Menurut Anwar Nasution, kaburnya sejumlah obligor nakal BLBI ke Singapura merupakan kesalahan para aparat hukum di Indonesia. "Konglomerat lari ke Singapura kok Singapura yang disalahkan. Yang kasih mereka tinggalkan Indonesia siapa? Aparat kita kan. Jangan cari kambing hitam," ujar Anwar Nasution.

Seperti diketahui, ketika itu Tim investigasi BPPN menemukan sejumlah pelanggaran kucuran kredit BDNI sebesar US$ 607 juta ke perusahaan afiliasi di luar negeri.

Pada dokumen yang diberi judul " Lampiran Laporan Badan Penyehatan Perbankan Nasional (BPPN) ke Kejaksaan Agung mengenai PT Bank Dagang Nasional Indonesia, isinya menyangkut berbagai indikasi pelanggaran kredit oleh BDNI milik Sjamsul Nursalim, sebelum dibekukan pada Agustus 1998.
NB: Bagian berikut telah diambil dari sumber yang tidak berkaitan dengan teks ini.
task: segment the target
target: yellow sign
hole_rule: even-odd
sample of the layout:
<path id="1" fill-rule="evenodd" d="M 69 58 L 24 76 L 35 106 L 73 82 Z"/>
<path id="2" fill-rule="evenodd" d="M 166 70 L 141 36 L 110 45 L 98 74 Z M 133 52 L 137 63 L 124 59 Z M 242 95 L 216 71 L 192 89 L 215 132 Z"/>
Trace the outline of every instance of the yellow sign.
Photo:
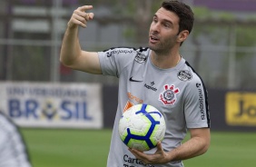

Pelanggaran menyangkut pengucuran kredit triliunan rupiah ke berbagai perusahaan afiliasi di dalam dan luar negeri di luar Batas Maksimum Pemberian Kredit (BMPK).

Khusus yang ke luar negeri, dilacak oleh tim forensik audit BPPN bersama lembaga investigasi internasional, Business Fraud Solutions (BFS), yang dikontrak pada 13 Agustus 1998.

Dari pelacakan sebulan penuh, BFS menemukan sejumlah transaksi ganjil
terkait transfer dana pencairan kredit US$ 607,5 juta (sekitar Rp 5,5 triliun) melalui BDNI cabang Kepulauan Cook dan Cayman ke 10 perusahaan Nursalim di Singapura, Hong Kong, dan Taiwan.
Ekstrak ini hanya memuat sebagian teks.